Chas Williams 3chas3@gmail.com
Tue, 08 Mar 2016 06:02:35 -0500


On Tue, 2016-03-08 at 10:16 +0100, Denis Lohner wrote:
> Am 08.03.2016 um 04:37 schrieb Benjamin Kaduk:
> >>> There
> >>> > > are many call paths in the cache manager that end up at this function,
> >>> > > most of which are not prepared to properly handle an ERESTARTSYS
> >>> > > return.
> >>> > > Since this status can be returned after some data has already been
> >>> > > written, the correct behavior upon receiving it is far from clear ...
> >>> > > a
> >>> > > path towards a client free of this vector for data corruption may
> >>> > > involve
> >>> > > avoiding the dependence on splice_from_pipe_next() in preference to
> >>> > > adopting all call sites to handle the ERSTARTSYS case.
> >> >
> >> > For the 1.6 release, this seems the best choice of action.  The "real"
> >> > fix would likely be difficult to completely test in a timely fashion.
> > That only helps if we know what the replacement would be...I am not a
> > linux VFS expert and do not have any ideas right now.
> 
> 
> I am not a kernel/driver developer nor a file system developer.
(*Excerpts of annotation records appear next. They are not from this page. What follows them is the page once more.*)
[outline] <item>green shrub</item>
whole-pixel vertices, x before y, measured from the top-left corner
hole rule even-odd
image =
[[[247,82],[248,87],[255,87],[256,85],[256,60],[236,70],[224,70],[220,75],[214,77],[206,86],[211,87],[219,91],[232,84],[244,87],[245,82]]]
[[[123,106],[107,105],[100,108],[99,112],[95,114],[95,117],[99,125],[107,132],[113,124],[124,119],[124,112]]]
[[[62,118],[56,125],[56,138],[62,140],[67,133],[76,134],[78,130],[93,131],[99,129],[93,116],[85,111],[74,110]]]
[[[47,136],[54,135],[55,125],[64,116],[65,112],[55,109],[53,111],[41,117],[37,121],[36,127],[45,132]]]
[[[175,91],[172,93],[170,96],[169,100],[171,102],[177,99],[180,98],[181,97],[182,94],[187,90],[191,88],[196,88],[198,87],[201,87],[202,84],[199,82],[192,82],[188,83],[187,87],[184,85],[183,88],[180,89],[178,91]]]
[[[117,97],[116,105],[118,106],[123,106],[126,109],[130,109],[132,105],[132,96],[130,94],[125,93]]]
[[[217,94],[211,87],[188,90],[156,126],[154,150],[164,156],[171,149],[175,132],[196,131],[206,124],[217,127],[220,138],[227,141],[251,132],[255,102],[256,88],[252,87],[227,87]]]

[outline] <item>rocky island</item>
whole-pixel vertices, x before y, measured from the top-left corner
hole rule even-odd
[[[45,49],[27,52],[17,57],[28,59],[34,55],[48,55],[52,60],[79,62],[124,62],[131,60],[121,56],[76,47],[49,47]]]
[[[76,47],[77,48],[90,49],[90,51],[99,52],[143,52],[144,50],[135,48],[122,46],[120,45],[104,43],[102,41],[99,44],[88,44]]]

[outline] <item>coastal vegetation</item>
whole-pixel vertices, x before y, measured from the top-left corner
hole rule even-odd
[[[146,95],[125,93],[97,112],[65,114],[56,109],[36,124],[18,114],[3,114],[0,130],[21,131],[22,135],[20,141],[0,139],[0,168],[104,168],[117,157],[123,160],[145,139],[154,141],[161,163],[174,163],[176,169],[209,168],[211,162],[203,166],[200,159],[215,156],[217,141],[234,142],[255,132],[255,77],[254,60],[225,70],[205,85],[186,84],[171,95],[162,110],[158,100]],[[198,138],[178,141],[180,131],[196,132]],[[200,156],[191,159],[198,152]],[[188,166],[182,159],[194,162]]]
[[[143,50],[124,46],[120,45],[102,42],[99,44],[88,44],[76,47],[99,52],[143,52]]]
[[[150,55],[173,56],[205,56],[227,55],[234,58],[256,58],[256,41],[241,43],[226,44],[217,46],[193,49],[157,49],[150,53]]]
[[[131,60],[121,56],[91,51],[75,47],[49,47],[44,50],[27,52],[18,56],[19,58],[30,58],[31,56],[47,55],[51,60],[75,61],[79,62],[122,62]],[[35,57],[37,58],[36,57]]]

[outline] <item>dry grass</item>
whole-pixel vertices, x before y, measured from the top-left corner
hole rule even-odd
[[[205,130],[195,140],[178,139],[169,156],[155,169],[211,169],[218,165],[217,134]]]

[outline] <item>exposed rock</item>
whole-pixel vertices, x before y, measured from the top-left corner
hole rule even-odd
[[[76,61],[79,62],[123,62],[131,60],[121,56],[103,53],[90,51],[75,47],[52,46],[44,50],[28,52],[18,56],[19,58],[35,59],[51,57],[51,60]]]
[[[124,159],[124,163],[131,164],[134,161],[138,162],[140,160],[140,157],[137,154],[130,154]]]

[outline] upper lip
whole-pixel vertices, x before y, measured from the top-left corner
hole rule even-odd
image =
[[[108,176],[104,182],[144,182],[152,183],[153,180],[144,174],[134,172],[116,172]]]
So
> please forgive, if the following makes no sense at all.
> 
> As far as I understand the issue and the openafs sources, the problem
> arises as afs_linux_storeproc uses the splice api that can return
> ERESTARTSYS as of kernel version 4.4.
> A quick search in the NEWS file and git logs suggests that
> afs_linux_storeproc was introduced in OpenAFS 1.5.69 (2010-01-19) as a
> performance improvement:
> " Linux
> 
>    * Use splice to speed up storing files."
> 
> The original behaviour which uses seperate reads/writes instead of
> splice and that is (still) used on non-linux systems remained in
> afs_GenericStoreProc in src/afs/afs_fetchstore.c .
> 
> So my question is: Is it possible to rereplace afs_linux_storeproc with
> afs_GenericStoreProc on linux kernel versions >=4.4  as a temporary
> solution to the issue either in the openafs sources or as a distribution
> specific patch, trading some performance for data integrity?

That would be the first thing I tried.  This code was brought into the
tree on commit 34ffc9cd7d7eed62229704ad0e1d327f076ea7b6.  There doesn't seem
to be any additional side effects, so simply not using afs_linux_storeproc should
still work.

I won't have time to look at this until this weekend though.